The American Thoracic Society, the Centers for Disease Control and Prevention, and the Infectious Diseases Society of America recommend antitubercular therapy for spinal tuberculosis comprised of an intensive phase of 2 months of isoniazid, rifampicin, pyrazinamide, and ethambutol, followed by a continuation phase for 7 to 10 months of isoniazid and rifampicin, with a total treatment duration of 9 to 12 months.[11] This is longer than the usual 6-month regimen for pulmonary tuberculosis.
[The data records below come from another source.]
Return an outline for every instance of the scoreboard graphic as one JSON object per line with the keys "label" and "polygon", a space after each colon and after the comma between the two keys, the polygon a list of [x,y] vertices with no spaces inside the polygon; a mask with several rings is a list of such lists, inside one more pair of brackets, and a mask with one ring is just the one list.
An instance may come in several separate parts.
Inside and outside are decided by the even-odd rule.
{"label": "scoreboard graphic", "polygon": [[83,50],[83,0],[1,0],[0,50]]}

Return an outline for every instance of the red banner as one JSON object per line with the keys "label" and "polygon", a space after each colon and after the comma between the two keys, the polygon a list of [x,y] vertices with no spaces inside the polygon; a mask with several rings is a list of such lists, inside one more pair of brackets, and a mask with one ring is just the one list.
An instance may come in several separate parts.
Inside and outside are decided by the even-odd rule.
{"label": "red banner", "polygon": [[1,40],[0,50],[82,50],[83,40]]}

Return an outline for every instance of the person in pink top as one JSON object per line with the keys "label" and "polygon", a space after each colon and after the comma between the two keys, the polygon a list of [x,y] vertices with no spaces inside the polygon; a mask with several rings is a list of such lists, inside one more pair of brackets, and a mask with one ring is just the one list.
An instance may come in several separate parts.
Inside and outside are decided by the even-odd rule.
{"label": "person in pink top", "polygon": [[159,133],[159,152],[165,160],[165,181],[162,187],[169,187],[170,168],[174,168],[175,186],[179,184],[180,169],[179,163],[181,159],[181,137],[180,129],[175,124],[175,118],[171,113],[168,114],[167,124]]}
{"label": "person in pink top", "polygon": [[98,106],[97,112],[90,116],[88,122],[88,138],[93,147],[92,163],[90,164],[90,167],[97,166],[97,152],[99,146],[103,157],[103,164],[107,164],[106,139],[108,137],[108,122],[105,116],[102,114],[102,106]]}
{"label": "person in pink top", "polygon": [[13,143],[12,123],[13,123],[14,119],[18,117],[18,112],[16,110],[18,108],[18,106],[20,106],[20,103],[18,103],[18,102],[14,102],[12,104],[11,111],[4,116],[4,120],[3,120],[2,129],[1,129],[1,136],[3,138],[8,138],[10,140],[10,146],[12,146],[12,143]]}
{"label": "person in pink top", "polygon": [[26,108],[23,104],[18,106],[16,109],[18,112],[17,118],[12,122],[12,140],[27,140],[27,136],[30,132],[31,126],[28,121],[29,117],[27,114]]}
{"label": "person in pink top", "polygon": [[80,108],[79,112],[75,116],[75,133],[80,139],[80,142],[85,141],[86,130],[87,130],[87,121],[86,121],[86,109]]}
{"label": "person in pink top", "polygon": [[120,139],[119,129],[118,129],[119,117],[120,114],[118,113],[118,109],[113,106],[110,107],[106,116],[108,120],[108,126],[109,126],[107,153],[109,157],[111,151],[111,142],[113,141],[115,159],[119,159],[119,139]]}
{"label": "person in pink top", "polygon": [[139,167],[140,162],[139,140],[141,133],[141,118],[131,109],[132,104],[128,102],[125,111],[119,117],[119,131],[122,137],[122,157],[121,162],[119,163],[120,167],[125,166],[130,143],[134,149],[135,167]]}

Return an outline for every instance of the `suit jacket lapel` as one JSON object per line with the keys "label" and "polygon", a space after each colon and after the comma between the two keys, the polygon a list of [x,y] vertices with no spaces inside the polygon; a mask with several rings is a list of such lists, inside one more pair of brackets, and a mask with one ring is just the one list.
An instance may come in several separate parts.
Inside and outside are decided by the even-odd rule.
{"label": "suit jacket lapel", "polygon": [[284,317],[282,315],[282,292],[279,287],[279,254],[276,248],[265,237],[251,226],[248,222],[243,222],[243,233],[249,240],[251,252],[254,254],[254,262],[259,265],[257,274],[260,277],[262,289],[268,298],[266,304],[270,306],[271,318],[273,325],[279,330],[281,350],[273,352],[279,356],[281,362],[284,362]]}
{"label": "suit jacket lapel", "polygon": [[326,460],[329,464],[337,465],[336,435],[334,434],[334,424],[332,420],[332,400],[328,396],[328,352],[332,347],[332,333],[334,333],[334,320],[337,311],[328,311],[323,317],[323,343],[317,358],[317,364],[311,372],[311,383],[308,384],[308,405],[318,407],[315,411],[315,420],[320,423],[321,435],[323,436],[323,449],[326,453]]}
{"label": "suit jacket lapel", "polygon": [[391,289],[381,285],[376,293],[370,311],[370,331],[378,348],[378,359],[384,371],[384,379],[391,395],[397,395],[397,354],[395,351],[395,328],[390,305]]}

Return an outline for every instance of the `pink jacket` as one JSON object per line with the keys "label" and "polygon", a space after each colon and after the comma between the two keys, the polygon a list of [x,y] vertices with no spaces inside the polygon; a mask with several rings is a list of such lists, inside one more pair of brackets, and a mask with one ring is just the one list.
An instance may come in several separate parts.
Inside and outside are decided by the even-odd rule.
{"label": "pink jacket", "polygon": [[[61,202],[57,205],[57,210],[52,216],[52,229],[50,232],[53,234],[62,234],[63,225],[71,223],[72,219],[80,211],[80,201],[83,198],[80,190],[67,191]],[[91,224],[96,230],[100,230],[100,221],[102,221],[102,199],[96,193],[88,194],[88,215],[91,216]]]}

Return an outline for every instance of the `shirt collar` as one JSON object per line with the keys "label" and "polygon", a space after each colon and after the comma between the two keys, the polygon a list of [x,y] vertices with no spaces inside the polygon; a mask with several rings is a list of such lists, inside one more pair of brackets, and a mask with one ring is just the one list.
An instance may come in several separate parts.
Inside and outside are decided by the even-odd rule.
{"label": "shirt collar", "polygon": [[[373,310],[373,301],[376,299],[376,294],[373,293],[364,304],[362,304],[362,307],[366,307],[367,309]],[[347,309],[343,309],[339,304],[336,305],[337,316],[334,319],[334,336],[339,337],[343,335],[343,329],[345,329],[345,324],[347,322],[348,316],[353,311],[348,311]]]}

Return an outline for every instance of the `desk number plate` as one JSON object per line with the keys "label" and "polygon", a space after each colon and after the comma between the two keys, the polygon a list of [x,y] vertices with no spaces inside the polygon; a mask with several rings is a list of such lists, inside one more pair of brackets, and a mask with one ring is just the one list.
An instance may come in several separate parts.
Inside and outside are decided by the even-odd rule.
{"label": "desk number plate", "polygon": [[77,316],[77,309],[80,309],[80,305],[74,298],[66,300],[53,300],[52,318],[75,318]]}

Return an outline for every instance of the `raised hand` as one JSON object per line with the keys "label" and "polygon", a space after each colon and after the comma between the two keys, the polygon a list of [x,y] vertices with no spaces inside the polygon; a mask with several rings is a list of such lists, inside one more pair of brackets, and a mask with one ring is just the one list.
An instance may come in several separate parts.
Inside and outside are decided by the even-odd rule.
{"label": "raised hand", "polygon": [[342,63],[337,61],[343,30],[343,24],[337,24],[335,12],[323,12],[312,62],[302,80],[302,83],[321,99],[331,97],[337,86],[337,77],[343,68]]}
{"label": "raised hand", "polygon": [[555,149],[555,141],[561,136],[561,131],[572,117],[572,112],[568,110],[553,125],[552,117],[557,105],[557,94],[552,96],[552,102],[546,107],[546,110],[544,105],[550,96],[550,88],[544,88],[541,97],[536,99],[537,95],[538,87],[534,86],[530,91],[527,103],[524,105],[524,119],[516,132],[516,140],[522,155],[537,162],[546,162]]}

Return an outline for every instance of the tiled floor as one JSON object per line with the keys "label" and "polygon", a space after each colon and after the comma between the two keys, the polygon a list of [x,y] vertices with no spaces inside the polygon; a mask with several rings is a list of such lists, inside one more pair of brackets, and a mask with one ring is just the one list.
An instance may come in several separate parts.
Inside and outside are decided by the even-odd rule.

The decision to use longer treatment for spinal tuberculosis is because it is often associated with a higher risk of relapse and treatment failure compared with other forms of tuberculosis. The prolonged therapy is thought to reduce the risk of relapse and improve treatment outcomes.[12]
 
CONCLUSION
 
Isolated unilateral facet tuberculosis of the lumbar spine is a rare form of spinal tuberculosis that poses diagnostic challenges. Clinical and radiological features are atypical. Diagnosis is usually based on a combination of clinical, laboratory, and imaging findings, along with a high index of suspicion. A multidisciplinary approach involving orthopaedic surgeons, radiologists, and microbiologists is necessary for optimal management of spinal tuberculosis. Antitubercular therapy is the mainstay of treatment, with surgery reserved for cases with neurological deficits or spinal instability.